In the days before Google burst upon the scene, I used to have a Dutch friend who was the second violinist in the National Philharmonic Orchestra in The Hague. He once recounted a hilarious story of an elderly Russian conductor who came to conduct a concert with the Dutch orchestra and needed to rehearse for a fortnight before the important day of the concert. There was just one slight hitch. The Russian spoke no Dutch and the Dutch musicians no Russian. There was a single link however. Every morning the conductor used to have semolina porridge for breakfast and had learnt to pronounce it by its Dutch name, in order to be intelligible to the waiters at the hotel: griesmeelpap (the ‘g’ is guttural). So, whenever the hapless conductor felt that the musicians were not playing to the standard that he expected, he would make the universal cross sign with his baton and shout angrily “Griesmeelpap” and the orchestra would groan to a halt. Semolina porridge, needless to say, has little taste and no texture, so the invective was particularly apt.
Edo van der Hoog’s words came to my mind yesterday evening as I sat with half a dozen chefs from various countries in North Europe: Iceland, Germany, Sweden, Denmark and Finland besides Italy. They were six among a party of thirty who were visiting India. We spoke not a single common language between us, but it is incredible how eloquent you can be without actual words when talking about food.
The Club des Chefs des Chefs is an association of chefs who cook for either kings and queens or the President of their country. So strictly enforced is the rule that the Thai chef de chef who was supposed to come to India, had to cancel his trip after King Bhumibhol passed away, because the next king has the freedom to appoint any other chef of his choice and is not bound by his or her predecessor’s preference. You don’t really hear of this bunch of rather low-key chefs with high-key jobs, because they’re not in the public eye. And the only reason they know each other is because of the Club that meets once every year in a different country each year.
This year was India’s chance to host them and all they could talk about was their trip to Chandni Chowk and the spice market in Khari Baoli where US $ 3.7 billion worth of spices are traded per annum. Cristeta Comerford, Chef to the President of the United States spoke breathlessly about the ‘traceability’ of a fistful of spices that lie sanitized in jars on her spice shelves in the White House kitchen and how she could never imagine that they started their journey from the chaos and the tear-inducing precincts of Gadodia Market.

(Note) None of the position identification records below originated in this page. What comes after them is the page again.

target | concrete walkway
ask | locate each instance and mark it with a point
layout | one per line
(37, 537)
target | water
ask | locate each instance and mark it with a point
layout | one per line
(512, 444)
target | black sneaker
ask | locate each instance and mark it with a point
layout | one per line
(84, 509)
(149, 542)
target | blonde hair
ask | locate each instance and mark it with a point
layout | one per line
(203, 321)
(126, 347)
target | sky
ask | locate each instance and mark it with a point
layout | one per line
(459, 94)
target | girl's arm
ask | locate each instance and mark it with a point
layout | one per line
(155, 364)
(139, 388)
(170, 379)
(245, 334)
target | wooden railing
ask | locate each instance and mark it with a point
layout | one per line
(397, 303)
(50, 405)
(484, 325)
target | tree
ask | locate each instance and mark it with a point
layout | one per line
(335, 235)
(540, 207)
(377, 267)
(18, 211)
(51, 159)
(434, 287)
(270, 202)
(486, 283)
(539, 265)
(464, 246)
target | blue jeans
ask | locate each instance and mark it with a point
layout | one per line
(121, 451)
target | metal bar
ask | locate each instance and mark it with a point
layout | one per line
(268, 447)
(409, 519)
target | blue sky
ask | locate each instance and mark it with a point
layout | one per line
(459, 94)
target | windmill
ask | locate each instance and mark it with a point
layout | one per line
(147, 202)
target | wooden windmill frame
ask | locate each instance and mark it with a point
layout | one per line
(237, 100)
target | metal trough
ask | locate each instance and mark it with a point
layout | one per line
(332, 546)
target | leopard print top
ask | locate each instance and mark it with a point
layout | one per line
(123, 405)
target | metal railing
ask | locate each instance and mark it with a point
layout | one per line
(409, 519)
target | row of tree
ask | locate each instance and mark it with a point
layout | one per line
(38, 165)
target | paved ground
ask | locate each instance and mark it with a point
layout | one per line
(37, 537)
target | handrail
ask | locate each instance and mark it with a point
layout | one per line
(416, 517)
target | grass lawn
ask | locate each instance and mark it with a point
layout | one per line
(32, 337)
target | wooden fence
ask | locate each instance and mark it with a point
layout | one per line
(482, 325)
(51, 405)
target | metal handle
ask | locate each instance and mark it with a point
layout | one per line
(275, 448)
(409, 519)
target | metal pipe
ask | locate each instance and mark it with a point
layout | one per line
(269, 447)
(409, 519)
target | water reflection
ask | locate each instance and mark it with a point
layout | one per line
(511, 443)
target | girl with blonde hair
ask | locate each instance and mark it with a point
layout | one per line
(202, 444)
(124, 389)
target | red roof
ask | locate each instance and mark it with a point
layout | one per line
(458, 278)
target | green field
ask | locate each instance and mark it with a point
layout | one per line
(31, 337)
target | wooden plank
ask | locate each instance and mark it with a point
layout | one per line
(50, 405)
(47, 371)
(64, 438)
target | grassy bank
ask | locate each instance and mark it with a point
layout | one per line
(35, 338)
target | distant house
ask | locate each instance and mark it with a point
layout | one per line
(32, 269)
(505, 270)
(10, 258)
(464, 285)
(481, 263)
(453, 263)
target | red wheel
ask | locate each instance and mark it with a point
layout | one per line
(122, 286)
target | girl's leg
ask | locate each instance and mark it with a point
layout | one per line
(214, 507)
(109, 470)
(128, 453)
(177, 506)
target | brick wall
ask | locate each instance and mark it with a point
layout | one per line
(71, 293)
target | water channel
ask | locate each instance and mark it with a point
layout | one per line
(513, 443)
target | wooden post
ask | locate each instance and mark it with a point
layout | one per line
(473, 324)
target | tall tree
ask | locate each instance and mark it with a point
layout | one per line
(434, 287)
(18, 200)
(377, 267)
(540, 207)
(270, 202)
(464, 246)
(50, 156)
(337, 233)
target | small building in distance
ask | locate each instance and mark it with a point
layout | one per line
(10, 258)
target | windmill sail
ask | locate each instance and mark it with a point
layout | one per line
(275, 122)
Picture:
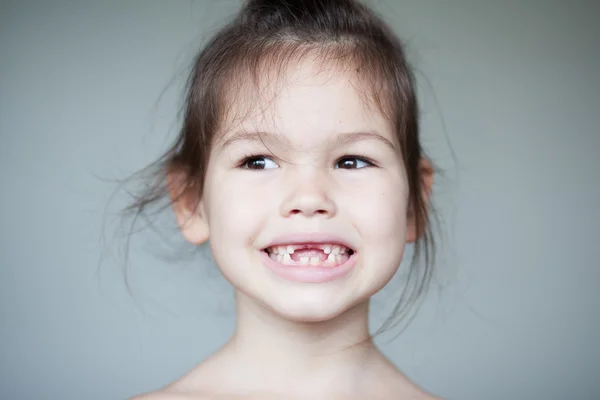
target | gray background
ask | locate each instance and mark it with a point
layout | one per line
(510, 93)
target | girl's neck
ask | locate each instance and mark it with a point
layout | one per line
(268, 352)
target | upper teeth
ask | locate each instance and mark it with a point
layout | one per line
(290, 249)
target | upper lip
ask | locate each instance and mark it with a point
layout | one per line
(310, 238)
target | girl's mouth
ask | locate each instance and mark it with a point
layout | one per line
(310, 254)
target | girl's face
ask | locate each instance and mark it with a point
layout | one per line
(312, 171)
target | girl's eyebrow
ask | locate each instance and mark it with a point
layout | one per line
(342, 139)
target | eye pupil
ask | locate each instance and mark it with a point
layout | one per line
(256, 163)
(348, 163)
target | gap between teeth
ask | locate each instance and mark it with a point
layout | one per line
(327, 249)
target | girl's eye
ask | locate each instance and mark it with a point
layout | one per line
(353, 162)
(259, 162)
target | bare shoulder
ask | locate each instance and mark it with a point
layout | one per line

But it was the food of Bukhara that Delhiites take for granted that was the star of the afternoon. Accompanied by beer, the chefs tried every dish without discriminating, even the stuffed potato barrels and the florets of cauliflower. The raan proved to be a hot favourite at our table, the thick creamy curd turned out to be the perfect foil for any spice, the Bukhara naan provoked the most number of funny photographs and good ole gulab jamuns and kulfi resulted in the most number of wrinkled brows, as each chef tried to guess the ingredients and technique.
That lunch turned the tables for the chefs des chefs as they paid full attention to each dish and quizzed me about ingredients: at the state banquets that they slave over, food is probably just a detail for most of the guests who have affairs of the state to deliberate over as the agenda of the day. And when Cristeta Comerford has cooked sockeye salmon and organic vegetables from a nearby farm for the First Family, she goes home to her husband who asks her what she wants to eat. And her answer is usually “Rice and adobo”. It is as comforting as a bowl of griesmeelpap!